Now that we're aware that context is important, and we're aware that certain contexts give us certain expectations or predictions, we can use that to control what happens to ketones, or even better we can use it to find out if something's going on that we don't know about yet.

Take that fasting context again and see what we can do with that. We expect ketones to rise much higher than otherwise, right? Now what if they don't? Right then we know there's something else going on we don't yet know about. Let's find it, fix it, done.
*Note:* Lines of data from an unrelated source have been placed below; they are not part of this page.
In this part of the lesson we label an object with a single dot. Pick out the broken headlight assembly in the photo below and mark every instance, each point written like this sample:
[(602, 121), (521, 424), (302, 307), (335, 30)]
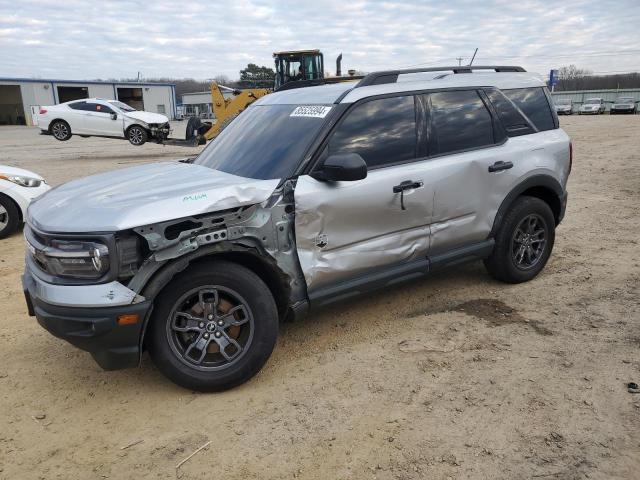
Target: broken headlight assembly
[(73, 259), (21, 180)]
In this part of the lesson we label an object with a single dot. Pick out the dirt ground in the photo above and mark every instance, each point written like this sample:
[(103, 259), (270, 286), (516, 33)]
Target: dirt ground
[(453, 377)]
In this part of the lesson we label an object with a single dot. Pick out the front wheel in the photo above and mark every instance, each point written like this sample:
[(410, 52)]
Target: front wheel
[(137, 135), (213, 327), (9, 217), (523, 242), (60, 130)]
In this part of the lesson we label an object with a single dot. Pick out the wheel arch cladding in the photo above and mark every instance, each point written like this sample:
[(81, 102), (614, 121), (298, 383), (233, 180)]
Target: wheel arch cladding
[(273, 277), (544, 187)]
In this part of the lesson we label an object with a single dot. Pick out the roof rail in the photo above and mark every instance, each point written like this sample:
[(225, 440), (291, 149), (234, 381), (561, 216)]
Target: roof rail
[(391, 76)]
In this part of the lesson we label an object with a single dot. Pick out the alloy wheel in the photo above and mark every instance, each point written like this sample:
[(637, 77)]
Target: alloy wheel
[(60, 131), (210, 328), (529, 241), (4, 218), (136, 135)]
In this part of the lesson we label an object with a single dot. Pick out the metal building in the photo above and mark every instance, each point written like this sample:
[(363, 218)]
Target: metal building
[(19, 97)]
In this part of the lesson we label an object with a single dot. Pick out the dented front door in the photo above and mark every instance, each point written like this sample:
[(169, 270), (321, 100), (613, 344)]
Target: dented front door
[(346, 229)]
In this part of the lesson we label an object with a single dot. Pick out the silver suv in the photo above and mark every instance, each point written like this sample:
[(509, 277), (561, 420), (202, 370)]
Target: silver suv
[(310, 196)]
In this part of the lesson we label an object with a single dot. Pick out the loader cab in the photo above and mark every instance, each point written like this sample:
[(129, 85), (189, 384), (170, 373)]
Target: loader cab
[(292, 66)]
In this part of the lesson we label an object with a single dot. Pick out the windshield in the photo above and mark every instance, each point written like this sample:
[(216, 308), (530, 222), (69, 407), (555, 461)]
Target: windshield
[(265, 141), (122, 106)]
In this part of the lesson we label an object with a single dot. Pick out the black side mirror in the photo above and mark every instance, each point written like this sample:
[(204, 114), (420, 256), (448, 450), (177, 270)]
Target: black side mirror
[(342, 168)]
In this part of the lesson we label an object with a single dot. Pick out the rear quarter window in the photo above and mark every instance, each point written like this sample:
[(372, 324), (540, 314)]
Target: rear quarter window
[(534, 104), (512, 120)]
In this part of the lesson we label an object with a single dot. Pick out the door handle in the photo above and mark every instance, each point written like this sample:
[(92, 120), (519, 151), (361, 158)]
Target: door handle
[(406, 185), (499, 166)]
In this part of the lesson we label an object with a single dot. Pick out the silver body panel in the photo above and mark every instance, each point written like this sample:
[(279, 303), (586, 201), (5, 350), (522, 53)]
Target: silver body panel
[(110, 294), (361, 223), (345, 229), (143, 195), (316, 233)]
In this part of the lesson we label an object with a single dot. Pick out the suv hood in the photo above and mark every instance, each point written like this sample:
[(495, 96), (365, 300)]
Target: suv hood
[(137, 196), (148, 117)]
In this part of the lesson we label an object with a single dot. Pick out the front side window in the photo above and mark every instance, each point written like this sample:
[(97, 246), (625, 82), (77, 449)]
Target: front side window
[(98, 107), (533, 102), (265, 141), (459, 121), (122, 106), (381, 131)]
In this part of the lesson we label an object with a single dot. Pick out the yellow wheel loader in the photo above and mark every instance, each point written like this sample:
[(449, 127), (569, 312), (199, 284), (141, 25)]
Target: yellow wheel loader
[(294, 69)]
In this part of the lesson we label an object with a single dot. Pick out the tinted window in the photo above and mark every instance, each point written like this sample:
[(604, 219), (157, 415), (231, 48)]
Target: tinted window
[(512, 120), (264, 142), (382, 131), (98, 107), (533, 102), (459, 120)]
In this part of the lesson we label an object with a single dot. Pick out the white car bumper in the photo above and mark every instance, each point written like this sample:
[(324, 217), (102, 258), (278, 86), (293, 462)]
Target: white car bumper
[(23, 196)]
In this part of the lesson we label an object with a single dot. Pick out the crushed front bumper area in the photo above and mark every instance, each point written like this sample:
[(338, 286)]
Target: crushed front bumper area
[(93, 329)]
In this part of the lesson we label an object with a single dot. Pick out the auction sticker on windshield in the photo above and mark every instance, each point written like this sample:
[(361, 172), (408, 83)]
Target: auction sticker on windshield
[(315, 111)]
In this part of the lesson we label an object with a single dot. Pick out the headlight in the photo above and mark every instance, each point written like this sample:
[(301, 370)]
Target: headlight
[(21, 180), (73, 258)]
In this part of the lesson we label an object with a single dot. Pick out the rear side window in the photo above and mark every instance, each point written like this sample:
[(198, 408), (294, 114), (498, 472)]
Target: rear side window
[(512, 120), (459, 121), (534, 104), (382, 132)]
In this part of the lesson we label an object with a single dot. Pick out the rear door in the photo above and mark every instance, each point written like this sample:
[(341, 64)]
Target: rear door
[(473, 165), (483, 144), (347, 229)]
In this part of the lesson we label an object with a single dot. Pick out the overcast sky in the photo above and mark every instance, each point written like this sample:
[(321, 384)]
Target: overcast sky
[(202, 39)]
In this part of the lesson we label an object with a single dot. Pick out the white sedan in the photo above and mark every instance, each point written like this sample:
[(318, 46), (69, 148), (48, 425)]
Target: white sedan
[(103, 118), (18, 188)]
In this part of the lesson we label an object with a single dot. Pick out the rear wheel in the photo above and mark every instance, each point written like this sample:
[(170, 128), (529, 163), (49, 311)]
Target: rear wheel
[(213, 327), (524, 241), (9, 216), (60, 130), (137, 135)]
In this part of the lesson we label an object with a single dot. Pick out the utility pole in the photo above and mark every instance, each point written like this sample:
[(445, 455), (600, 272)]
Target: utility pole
[(473, 58)]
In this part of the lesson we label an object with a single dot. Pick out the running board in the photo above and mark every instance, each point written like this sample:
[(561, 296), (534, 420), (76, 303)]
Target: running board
[(395, 274)]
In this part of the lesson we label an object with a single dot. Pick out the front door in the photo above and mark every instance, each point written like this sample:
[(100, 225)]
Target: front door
[(98, 121), (347, 229)]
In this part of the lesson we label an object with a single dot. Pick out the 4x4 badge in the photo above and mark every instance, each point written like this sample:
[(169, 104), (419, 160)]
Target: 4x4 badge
[(321, 240)]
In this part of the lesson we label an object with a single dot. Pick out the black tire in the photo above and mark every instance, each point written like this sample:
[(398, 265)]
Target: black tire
[(60, 130), (172, 350), (9, 216), (191, 130), (514, 238), (137, 135)]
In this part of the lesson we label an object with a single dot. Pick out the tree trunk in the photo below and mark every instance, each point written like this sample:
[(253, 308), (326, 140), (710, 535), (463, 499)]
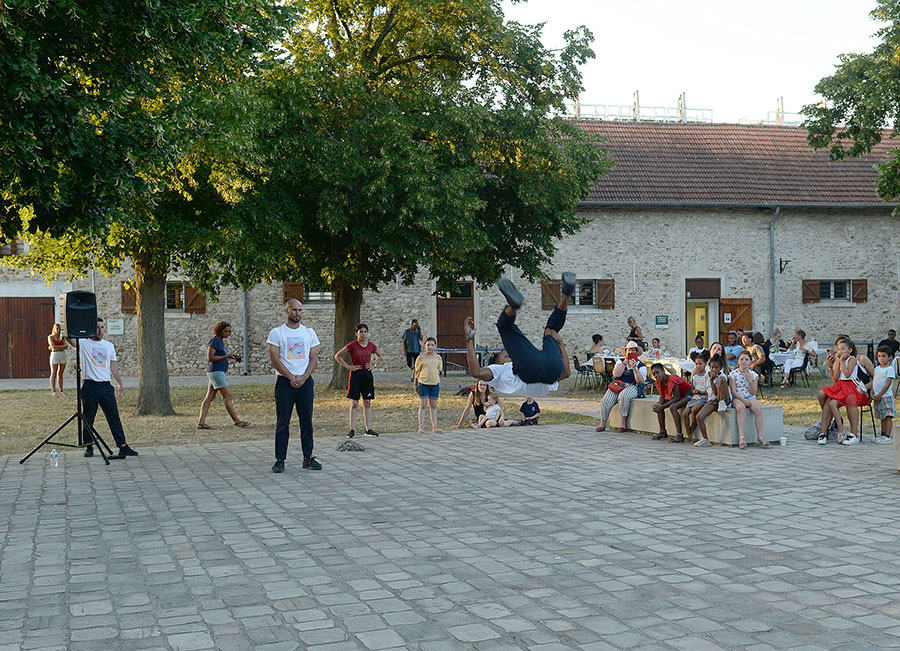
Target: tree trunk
[(153, 373), (347, 303)]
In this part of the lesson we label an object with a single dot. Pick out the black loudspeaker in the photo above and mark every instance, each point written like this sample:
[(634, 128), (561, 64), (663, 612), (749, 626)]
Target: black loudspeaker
[(78, 315)]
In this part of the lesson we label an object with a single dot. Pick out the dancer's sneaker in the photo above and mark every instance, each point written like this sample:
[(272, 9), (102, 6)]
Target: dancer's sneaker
[(567, 286), (512, 295)]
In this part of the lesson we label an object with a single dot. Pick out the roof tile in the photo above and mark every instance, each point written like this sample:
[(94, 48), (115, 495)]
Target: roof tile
[(699, 163)]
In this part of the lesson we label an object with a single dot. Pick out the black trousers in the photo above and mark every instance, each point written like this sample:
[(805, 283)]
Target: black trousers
[(287, 398), (529, 363), (94, 394)]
So, ketones isn't something to worry about, instead it's something that speaks to us. Personally when my ketones numbers were through the roof coming out my wazoo, it was telling me all is quite well thank you very much. I didn't really need to know the ketones number, I had a bunch of other things that were telling me the same thing, all together all at once. For example, blood glucose was 3.5 (67mg/dl), at the very limit of low BG. BP, the same, low enough to diagnose low BP - 90/60. Not bragging, just illustrating context. I'm certainly not bragging now when I say that at some point everything went south. My health took a bad turn, still trying to figure it out. The point is, if then a fast would shoot up my ketones, today it will not - something else is going on that interferes with normal ketones metabolism. Now because the context of fasting predicts that ketones rise significantly, if at some point they do, then I will have figured out - and fixed - what's wrong with me. But then so will everything else that speaks to me, tell the same story ketones do.

In essence, I'm trying to make diet become the only thing that has any effect on ketones, by fixing and eliminating all other causes.